A state investigation of five small tremors last month in the Youngstown area, in the Appalachian foothills, found the injection of sand and water that accompanies hydraulic fracturing, in the Utica Shale may have increased pressure on a small, unknown fault, said State Oil & Gas Chief Rick Simmers yesterday. He called the link "probable."
While earlier studies had linked earthquakes in the same region to deep-injection wells used for disposal of fracking wastewater, this marks the first time tremors in the region have been tied directly to fracking, Simmers said. The five seismic events in March couldn't be easily felt by people.
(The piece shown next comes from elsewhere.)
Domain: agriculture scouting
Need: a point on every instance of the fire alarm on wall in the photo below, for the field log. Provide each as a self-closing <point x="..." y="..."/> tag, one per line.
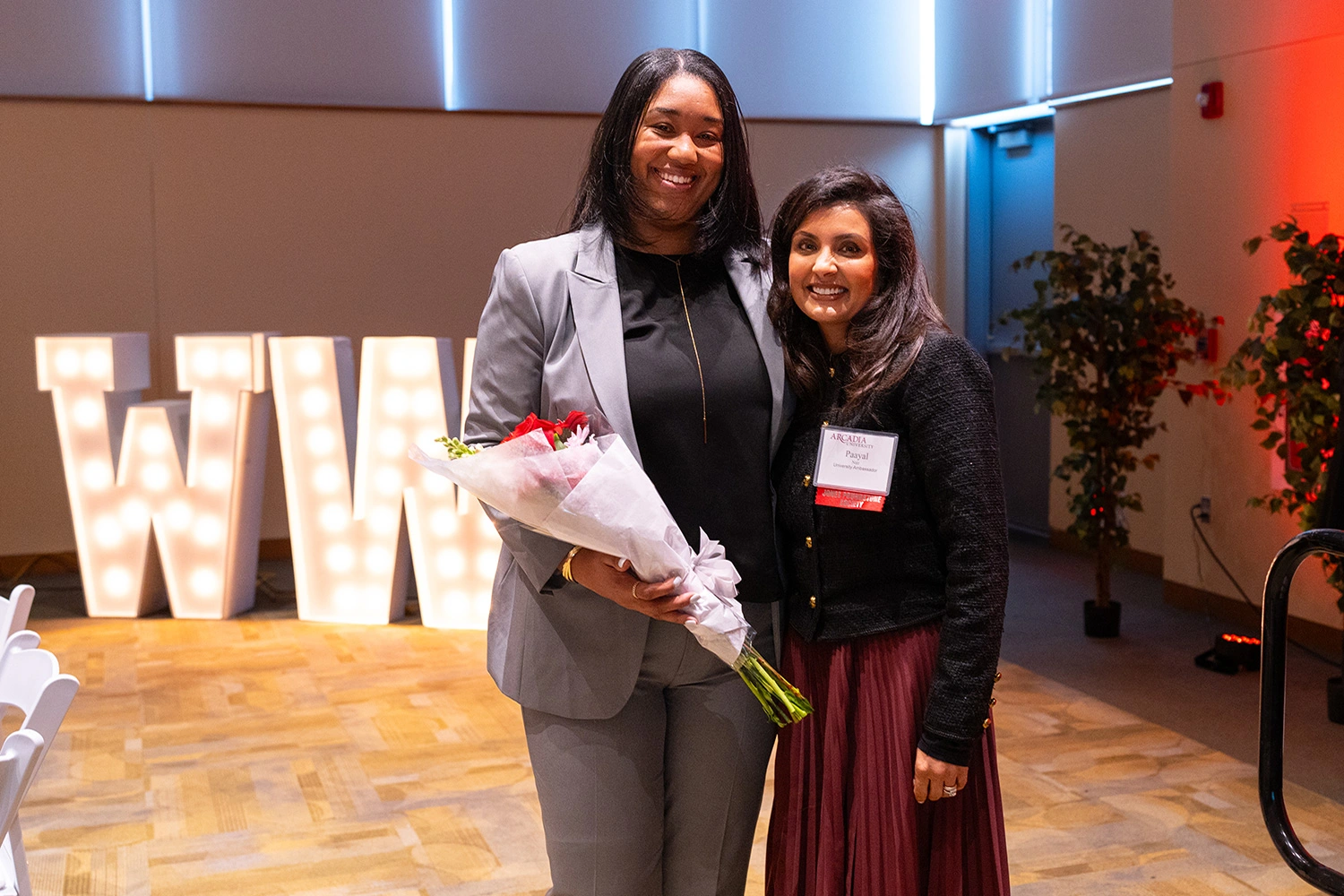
<point x="1211" y="99"/>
A US government-funded report released in 2012 found that two worldwide instances of shaking can be attributed to actual extraction of oil and gas, as opposed to wastewater disposal in the ground a magnitude-2.8 quake in Oklahoma and a magnitude-2.3 quake in England. Both were in 2011.
Later, the Canadian government tied quakes in British Columbia's Horn River Basin between 2009 and 2011 to fracking. Those led to stricter regulations, which news reports indicated had little effect on the pace or volume of drilling.
The state says the company that set off the Ohio quakes was following rules and appeared to be using common practices. It just got unlucky, Simmers said.
Gerry Baker, associate executive director of the Interstate Oil and Gas Commission, said state regulators across the US will study the Ohio case for any implications for the drilling industry. A consortium of states has already begun discussions.